Ebenfalls konstatiert die JV zu Bangladesch:

  • In Bangladesch ist Folter alltägliche Praxis. Neben mutmaßlichen Kriminellen werden auch Oppositionelle in großer Zahl verhaftet oder verschwinden. Insbesondere das Rapid Action Battalion wird jährlich für zahlreiche extralegale Hinrichtungen verantwortlich gemacht.
  • Presse- und Meinungsfreiheit werden unterdrückt. Blogger, Journalisten, Schriftsteller und Verleger, Mitarbeiter islamkritischer Nichtregierungsorganisationen sowie Angehörige von Minderheiten werden immer wieder Opfer von Angriffen, ohne dass die Behörden sie schützen.
  • Korruption ist auch in Polizei und Justiz verbreitet. Es gibt keine Rechtssicherheit.
  • In Bangladesch droht die Todesstrafe.

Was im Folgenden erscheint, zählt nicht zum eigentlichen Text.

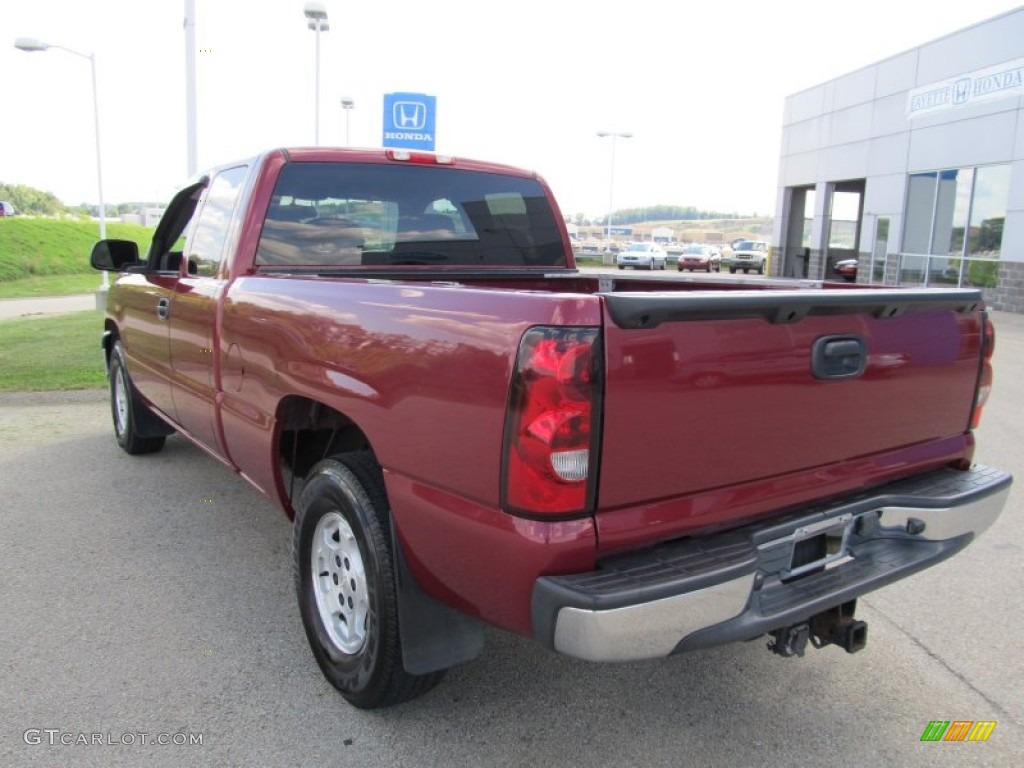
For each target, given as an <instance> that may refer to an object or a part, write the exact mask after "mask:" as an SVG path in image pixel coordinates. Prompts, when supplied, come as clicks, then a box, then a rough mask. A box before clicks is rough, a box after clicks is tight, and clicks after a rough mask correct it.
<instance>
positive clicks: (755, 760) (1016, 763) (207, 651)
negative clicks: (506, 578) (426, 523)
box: [0, 315, 1024, 768]
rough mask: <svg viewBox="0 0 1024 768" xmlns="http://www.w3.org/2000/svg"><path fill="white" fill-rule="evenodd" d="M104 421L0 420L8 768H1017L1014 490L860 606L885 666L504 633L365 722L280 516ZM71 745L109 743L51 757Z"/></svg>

Der Vorstand wird beauftragt, diesen Antrag in geeigneter Weise in den internationalen und europäischen Gremien von Amnesty International zu kommunizieren und bei den zuständigen nationalen und europäischen Institutionen (z.B. Bundestag, Bundesregierung, Europäisches Parlament und Europäische Kommission) umzusetzen.

Plenum-1: Jemen

Die Jahresversammlung beschließt:

Die Jahresversammlung der Sektion von Amnesty International der Bundesrepublik Deutschland e. V.

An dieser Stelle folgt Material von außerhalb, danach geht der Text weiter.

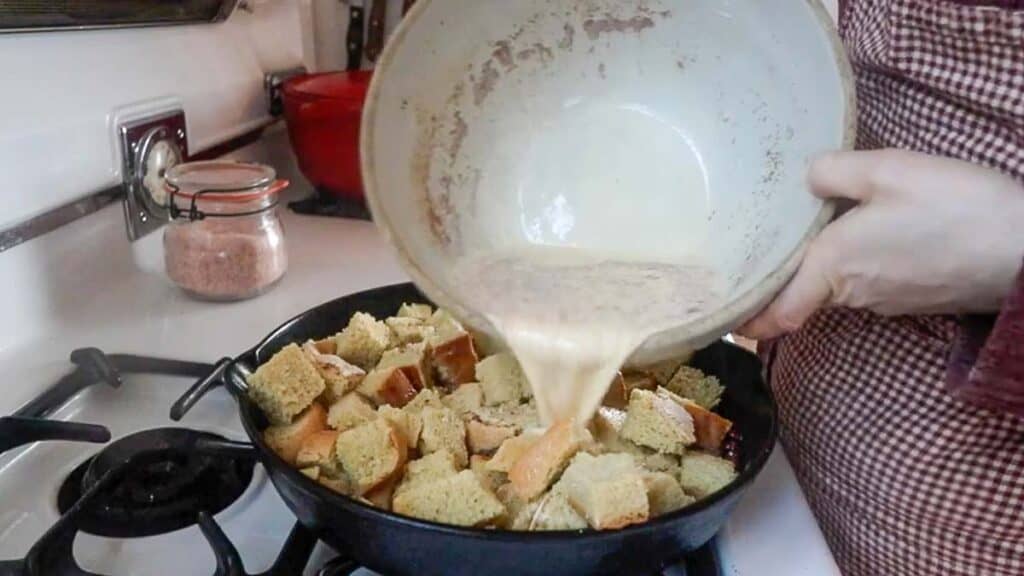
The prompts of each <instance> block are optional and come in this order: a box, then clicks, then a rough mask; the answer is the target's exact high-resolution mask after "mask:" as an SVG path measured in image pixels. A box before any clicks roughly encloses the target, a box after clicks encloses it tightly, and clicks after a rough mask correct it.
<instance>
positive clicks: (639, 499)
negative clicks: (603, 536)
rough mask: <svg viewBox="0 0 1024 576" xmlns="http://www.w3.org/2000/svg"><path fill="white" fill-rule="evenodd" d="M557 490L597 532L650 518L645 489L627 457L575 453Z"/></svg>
mask: <svg viewBox="0 0 1024 576" xmlns="http://www.w3.org/2000/svg"><path fill="white" fill-rule="evenodd" d="M558 487H559V490H562V491H564V493H565V495H566V496H567V497H568V500H569V502H570V503H571V504H572V507H574V508H575V509H577V511H579V512H580V513H581V515H583V516H584V517H585V518H586V519H587V522H588V523H589V524H590V526H591V527H593V528H596V529H598V530H613V529H618V528H625V527H627V526H629V525H631V524H639V523H642V522H646V521H647V519H648V518H649V517H650V506H649V504H648V502H647V487H646V485H644V482H643V477H642V476H641V474H640V470H639V468H638V467H637V465H636V463H635V462H634V461H633V458H632V457H631V456H629V455H628V454H604V455H602V456H592V455H590V454H587V453H586V452H582V453H580V454H577V455H575V456H574V457H573V458H572V462H571V463H570V464H569V465H568V467H567V468H565V472H564V474H562V478H561V480H560V481H559V483H558Z"/></svg>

  • erinnert daran, dass die UNO bereits am 1. Juli 2015 für den Jemen die höchste Stufe des "Humanitären Notstandes" erklärt hat (bis dahin "nur" für Irak, Süd-Sudan und Syrien),
  • ist darüber bestürzt, dass die am 23. März 2015 begonnenen wahllosen Angriffe auf den Jemen aus der Luft und später auf dem Boden durch Saudi-Arabien und seine Verbündeten anhalten und deswegen Kriegsverbrechen und andere Verletzungen des Völkerrechts einschließlich der Menschenrechte, wie sie durch diese Angriffe bereits begangen wurden, weiterhin höchst wahrscheinlich sind,
  • nimmt mit Besorgnis wahr, dass Saudi-Arabien und seine Verbündeten dennoch weiterhin Lieferungen von Waffen erhalten, die nachweislich auch gegen den Jemen eingesetzt werden und die mindestens teilweise international geächtet sind (z. B. "Streubomben"),
  • beklagt die Verletzungen des Völkerrechts einschließlich der Menschenrechte, die durch die Huthi und ihre Verbündeten im Jemen begangen wurden (bei bewaffneten Kämpfen gegen Saudi-Arabien und seine Verbündeten ebenfalls keine Rücksicht auf die unbeteiligte jemenitische Zivilbevölkerung, u. a. durch den Einsatz von Landminen, durch monatelanges Abschneiden von lebensnotwendiger Versorgung der jemenitischen Zivilbevölkerung in der Stadt Ta’iz, willkürliche Festnahmen, Folter und zwangsweises Verschwindenlassen),
  • ist äußerst besorgt über die hohe Zahl von Inlandsvertriebenen und -flüchtlingen ("internal displaced persons") im Jemen selbst (bereits im April 2016 mehr als 2,8 Millionen Menschen) sowie die Tatsache, dass sich mehr als 177 000 Jemenit_innen bereits als Flüchtlinge vor den Angriffen durch Saudi-Arabien und seine Verbündeten sowie wegen der Drangsalierungen durch die Huthi und deren Verbündeten in ein Drittland in der Region geflohen sind.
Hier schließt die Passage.